Mixed Reaction to Tribunal From Former Khmer Rouge Followers

samlot district, Battambang – As co-investigating judges from the Extraordinary Chambers in the Courts of Cambodia visit Pailin this week, the scale of the challenge facing them in explaining the court’s motives and goals in areas still sympathetic to the Khmer Rouge is be­coming more apparent.

Interviews with former Khmer Rouge leaders, soldiers and sympathizers in their former strongholds of Pailin and Battambang last weekend revealed a surprising degree of support for the arrests of five former leaders of the movement, along with calls for more prosecutions—including people outside Cambodia.

A fundamental distrust of the ECCC also appears to exist, combined with incomprehension of the court’s workings, structure and mandate, as well as fears that widespread arrests of the Khmer Rouge rank-and-file might be imminent.

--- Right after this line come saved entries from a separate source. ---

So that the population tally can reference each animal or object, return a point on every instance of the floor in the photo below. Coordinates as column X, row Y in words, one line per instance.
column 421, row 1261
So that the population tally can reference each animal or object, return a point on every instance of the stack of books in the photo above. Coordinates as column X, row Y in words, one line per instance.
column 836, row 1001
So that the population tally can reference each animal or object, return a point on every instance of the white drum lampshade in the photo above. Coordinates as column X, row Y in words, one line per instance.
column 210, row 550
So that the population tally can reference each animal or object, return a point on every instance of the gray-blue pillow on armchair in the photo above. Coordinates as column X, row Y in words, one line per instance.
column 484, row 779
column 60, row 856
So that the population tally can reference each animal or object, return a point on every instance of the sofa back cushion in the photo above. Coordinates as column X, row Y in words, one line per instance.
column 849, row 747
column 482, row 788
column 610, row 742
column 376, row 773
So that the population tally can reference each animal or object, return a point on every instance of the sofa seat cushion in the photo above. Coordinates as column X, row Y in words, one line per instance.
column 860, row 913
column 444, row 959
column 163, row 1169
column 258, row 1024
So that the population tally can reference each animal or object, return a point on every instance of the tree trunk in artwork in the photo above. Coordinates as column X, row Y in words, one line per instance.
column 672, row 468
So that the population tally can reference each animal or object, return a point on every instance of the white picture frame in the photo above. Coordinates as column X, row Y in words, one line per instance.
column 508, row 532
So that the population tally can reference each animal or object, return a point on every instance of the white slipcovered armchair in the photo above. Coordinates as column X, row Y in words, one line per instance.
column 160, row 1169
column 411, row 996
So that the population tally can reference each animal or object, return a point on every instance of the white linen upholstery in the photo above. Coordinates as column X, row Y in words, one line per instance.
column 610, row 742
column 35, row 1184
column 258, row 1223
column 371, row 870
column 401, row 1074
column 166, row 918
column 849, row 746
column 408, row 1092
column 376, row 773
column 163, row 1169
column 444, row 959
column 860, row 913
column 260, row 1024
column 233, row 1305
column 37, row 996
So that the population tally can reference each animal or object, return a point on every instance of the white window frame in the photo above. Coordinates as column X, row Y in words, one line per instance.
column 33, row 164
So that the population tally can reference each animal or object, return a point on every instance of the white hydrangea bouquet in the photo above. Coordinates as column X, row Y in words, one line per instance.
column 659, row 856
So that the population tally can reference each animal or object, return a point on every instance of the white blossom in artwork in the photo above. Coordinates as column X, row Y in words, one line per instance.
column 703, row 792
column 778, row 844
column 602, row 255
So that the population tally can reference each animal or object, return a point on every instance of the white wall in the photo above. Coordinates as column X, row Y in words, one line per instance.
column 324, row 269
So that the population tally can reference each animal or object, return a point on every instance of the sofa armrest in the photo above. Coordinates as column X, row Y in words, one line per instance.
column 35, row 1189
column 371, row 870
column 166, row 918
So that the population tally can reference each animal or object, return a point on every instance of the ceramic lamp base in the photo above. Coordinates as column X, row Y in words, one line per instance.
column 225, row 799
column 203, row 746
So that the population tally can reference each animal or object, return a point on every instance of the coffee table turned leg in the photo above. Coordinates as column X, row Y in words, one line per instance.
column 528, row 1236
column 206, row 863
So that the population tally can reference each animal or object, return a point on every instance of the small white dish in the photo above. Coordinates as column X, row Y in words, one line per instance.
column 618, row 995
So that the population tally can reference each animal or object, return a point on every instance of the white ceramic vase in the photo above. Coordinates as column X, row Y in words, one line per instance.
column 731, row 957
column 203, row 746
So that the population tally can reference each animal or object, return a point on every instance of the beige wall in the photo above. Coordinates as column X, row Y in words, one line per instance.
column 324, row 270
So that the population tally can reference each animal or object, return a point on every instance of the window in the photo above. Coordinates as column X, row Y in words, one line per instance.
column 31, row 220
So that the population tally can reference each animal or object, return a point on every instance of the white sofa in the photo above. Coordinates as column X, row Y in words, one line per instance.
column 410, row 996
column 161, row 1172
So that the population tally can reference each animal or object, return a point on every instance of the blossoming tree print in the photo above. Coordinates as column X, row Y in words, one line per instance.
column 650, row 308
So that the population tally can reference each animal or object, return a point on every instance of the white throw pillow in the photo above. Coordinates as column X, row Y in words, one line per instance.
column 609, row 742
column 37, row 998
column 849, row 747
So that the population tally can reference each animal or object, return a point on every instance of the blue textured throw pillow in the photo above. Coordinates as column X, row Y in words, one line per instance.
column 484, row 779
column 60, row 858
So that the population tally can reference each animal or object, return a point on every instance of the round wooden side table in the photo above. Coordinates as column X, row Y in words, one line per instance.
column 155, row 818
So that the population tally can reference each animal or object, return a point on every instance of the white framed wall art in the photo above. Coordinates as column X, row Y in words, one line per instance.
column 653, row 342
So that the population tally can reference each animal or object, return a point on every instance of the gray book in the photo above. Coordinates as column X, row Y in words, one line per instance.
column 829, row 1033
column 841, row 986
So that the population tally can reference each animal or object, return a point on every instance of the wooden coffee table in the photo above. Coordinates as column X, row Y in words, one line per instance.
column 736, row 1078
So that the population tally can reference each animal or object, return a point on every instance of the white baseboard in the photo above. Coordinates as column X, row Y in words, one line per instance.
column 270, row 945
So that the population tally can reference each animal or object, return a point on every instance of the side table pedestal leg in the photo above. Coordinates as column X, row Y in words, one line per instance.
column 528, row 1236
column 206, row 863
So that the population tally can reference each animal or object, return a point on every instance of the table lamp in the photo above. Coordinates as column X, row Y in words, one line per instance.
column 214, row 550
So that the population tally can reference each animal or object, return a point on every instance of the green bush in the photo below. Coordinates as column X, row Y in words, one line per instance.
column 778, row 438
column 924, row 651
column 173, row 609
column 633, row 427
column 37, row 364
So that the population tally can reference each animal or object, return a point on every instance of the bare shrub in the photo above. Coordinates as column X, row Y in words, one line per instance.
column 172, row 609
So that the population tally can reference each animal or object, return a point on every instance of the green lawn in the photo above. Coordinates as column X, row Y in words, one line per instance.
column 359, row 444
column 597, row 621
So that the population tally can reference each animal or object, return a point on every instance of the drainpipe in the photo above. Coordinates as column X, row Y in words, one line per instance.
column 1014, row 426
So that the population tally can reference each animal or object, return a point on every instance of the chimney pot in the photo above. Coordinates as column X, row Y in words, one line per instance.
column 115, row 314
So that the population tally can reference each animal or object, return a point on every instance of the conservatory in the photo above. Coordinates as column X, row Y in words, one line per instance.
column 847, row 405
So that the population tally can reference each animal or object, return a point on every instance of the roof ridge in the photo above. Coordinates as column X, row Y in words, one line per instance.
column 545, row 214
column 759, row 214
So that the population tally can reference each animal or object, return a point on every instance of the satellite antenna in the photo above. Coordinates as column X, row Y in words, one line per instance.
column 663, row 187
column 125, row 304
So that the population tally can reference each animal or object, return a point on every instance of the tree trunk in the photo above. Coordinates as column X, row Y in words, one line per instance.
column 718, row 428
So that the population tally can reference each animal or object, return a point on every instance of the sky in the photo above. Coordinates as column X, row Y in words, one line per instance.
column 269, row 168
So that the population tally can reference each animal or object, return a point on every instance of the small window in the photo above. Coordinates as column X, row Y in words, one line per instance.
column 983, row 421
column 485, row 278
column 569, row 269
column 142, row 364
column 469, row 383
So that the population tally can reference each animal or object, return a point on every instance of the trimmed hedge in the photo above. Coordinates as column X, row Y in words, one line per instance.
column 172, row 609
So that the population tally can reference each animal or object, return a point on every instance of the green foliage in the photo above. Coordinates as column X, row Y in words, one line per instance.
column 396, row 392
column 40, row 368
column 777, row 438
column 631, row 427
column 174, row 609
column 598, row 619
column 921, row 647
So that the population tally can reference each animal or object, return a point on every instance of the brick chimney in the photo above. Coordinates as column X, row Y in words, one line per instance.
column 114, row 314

Former Khmer Rouge commander Meas Muth, 69, said at his home in Samlot district that he does not believe the ECCC can provide justice for atrocities committed as long as people involved with such events from other countries are not also brought to trial.

“If the ECCC can find which skulls belong to people that were killed by the Khmer Rouge, the US’ B52s and Vietnamese [soldiers] then the court will be just,” Meas Muth said Thursday.

A son-in-law of the late KR military commander Ta Mok, Meas Muth served in the Democratic Kampuchea regime as a military division chairman and rose through the ranks of the notoriously brutal Southwest Zone to be­come secretary of Central Commit­tee Division 164.

Meas Muth said that he was not interested in the ECCC and that former Khmer Rouge leaders Nuon Chea, Khieu Samphan, Ieng Sary, Ieng Thirith and Kaing Guek Eav, alias Duch, were not arrested be­cause of their guilt but because they are no longer powerful. “They are the losers,” he said.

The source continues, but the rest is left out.